I spent six months learning Morse code at Keesler Air Force Base in Biloxi Mississippi.  I was not very good at it and I didn’t get much better after I was sent to the 6950th Security Group at RAF Chicksands.  I  sat at a rack of two World War II era radios, R390s, and listened to the Russians and other Warsaw Pact members send Morse code for eight hours a day.
It was easy enough to find people sending it.  Our giant antenna array was pointed at Eastern Europe and Western Russia.  There were bands on the radio dial that were particularly rich with traffic.  We would listen to two radio operators chattering back and forth, telling each other who they were and what they were going to send, and then they settled into the body of their message sending groups of four or five letters and numbers in long sequences some going on for pages.  We couldn't read it.  We just sent it on.  I don't know if anyone else could read it.  
Sometimes we copied airplanes, civilian and military, Estimated Times of Arrival, Airports, directions and other details.  I even copied trains sending Morse code, but no one was very interested in that.  We’d look for stuff, Soviet space efforts, army units, sometimes civilian activity.  There were assignments and things we copied regularly and there were times we just searched for what we could find. 
My first summer there I copied Russian tank units.  We watched the buildup of Warsaw Pact Military Exercises in the summer of 1968.  Dubcek and the Czechoslovakian people were in the midst of Prague Spring.   Leonid Brezhnev and the hardliners in the Soviet Union were against it.  It felt like the excitement of Perastroika 20 years too early, but just as the US crushed Salvador Allende five years later, Brezhnev crushed Dubcek. 
I remember the night in August, 1968, we came to work a midnight shift.  All week we had seen Polish, East German, Bulgarian, Hungarian and Russian units staging on the borders of Czechoslovakia.  And then they went in.  It was amazing, hundreds of thousands of troops pouring into a small country and securing it in a tight lockdown in just a few hours.  They seemed to have soldiers  at every corner and tanks everywhere.  The Czechoslovakians resisted but it was futile against such a force. 
For the next few days we tensely watched as Dubcek flew to Moscow to meet the Russians.  Within a week or two Czechoslovakia had a new government returning meekly to the Soviet fold. 

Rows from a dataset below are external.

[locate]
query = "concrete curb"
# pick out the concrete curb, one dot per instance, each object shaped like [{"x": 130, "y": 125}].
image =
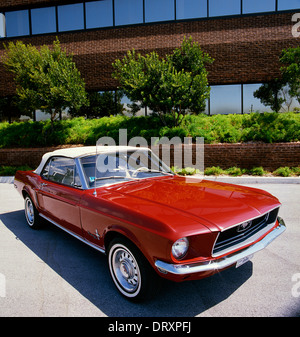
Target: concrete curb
[
  {"x": 7, "y": 180},
  {"x": 251, "y": 179},
  {"x": 224, "y": 179}
]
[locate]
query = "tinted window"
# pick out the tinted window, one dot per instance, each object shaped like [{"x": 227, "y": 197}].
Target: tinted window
[
  {"x": 254, "y": 6},
  {"x": 288, "y": 4},
  {"x": 99, "y": 14},
  {"x": 159, "y": 10},
  {"x": 128, "y": 12},
  {"x": 224, "y": 7},
  {"x": 43, "y": 20},
  {"x": 225, "y": 99},
  {"x": 62, "y": 170},
  {"x": 70, "y": 17},
  {"x": 189, "y": 9},
  {"x": 17, "y": 23},
  {"x": 250, "y": 103}
]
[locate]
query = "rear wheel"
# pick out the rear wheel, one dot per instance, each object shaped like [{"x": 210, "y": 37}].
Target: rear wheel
[
  {"x": 31, "y": 214},
  {"x": 130, "y": 271}
]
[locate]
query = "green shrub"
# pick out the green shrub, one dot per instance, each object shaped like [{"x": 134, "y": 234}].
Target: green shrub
[
  {"x": 213, "y": 171},
  {"x": 296, "y": 170},
  {"x": 234, "y": 171},
  {"x": 257, "y": 171},
  {"x": 283, "y": 172}
]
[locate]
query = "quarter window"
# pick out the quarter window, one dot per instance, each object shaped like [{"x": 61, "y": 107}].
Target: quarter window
[
  {"x": 70, "y": 17},
  {"x": 128, "y": 12},
  {"x": 63, "y": 171},
  {"x": 225, "y": 99},
  {"x": 99, "y": 14},
  {"x": 17, "y": 23},
  {"x": 43, "y": 20},
  {"x": 222, "y": 7}
]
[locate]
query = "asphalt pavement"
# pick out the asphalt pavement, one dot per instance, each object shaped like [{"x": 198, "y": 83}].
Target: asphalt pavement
[{"x": 49, "y": 273}]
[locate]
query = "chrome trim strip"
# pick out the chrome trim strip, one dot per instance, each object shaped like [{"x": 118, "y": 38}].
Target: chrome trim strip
[
  {"x": 249, "y": 240},
  {"x": 217, "y": 264},
  {"x": 258, "y": 216},
  {"x": 101, "y": 250}
]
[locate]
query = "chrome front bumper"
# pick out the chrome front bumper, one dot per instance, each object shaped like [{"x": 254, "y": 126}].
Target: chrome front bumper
[{"x": 226, "y": 261}]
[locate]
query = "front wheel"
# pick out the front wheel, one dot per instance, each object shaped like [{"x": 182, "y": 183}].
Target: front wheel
[
  {"x": 130, "y": 271},
  {"x": 31, "y": 214}
]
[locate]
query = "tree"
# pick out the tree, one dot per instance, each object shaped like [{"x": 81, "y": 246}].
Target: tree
[
  {"x": 170, "y": 86},
  {"x": 270, "y": 94},
  {"x": 290, "y": 58},
  {"x": 46, "y": 79}
]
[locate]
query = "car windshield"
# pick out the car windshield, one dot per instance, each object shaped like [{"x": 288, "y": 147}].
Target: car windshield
[{"x": 114, "y": 167}]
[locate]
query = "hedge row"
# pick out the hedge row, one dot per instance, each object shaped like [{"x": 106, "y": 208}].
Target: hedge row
[{"x": 266, "y": 127}]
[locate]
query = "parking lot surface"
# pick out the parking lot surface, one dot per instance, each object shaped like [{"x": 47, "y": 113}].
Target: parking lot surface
[{"x": 49, "y": 273}]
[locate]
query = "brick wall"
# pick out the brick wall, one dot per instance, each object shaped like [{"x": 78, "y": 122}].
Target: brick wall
[
  {"x": 245, "y": 49},
  {"x": 270, "y": 156}
]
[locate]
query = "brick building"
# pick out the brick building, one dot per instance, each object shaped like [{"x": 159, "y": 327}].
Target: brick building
[{"x": 245, "y": 37}]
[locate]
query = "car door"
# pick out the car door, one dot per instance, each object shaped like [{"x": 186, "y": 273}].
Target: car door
[{"x": 60, "y": 193}]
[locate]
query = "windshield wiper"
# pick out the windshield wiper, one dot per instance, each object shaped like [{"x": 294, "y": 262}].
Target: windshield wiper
[
  {"x": 147, "y": 170},
  {"x": 112, "y": 177}
]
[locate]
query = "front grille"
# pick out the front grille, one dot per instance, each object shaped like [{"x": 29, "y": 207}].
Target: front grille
[{"x": 235, "y": 237}]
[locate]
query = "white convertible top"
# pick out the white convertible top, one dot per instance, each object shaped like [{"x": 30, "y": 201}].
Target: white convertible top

The sheer naked power of the Soviet military was frightening to watch.  NATO, the U.S. and its allies, of course, went on alert.  In Security Service we were always on alert, but within a few hours the rest of the US Military in Europe stood ready if the Russians moved beyond Czechoslovakia.  The small British military was ready with us and over a period of weeks, the rest of NATO put itself into position to resist a Russian invasion.  Quickly it was obvious the only credible force between the Russians and Paris was the U.S. Military. 
I was going to work one day that week and a Britain patted me on the arm and said, “Hello, Yank, glad you’re here.” 
The rest of the time the job was mostly boring.  I did not enjoy the work and I wasn’t very good at it.  One time we were told to search everything to find out when a Soviet manned satellite would be coming down.  I told the Sergeant it would be 0126 Greenwich Mean Time or Zulu as we called it.  He came back a few minutes later and said, “You’re right!  You’re right!  How did you get that?”  I told him I read it in the London Times that morning.   
Copying Morse code for three years was not my best job.  I was proud to be part of NATO and the defense of Europe against the Russian Bear.  I loved being in England.  When it was happening four years seemed like a long time out of my life, but looking back it was a good time.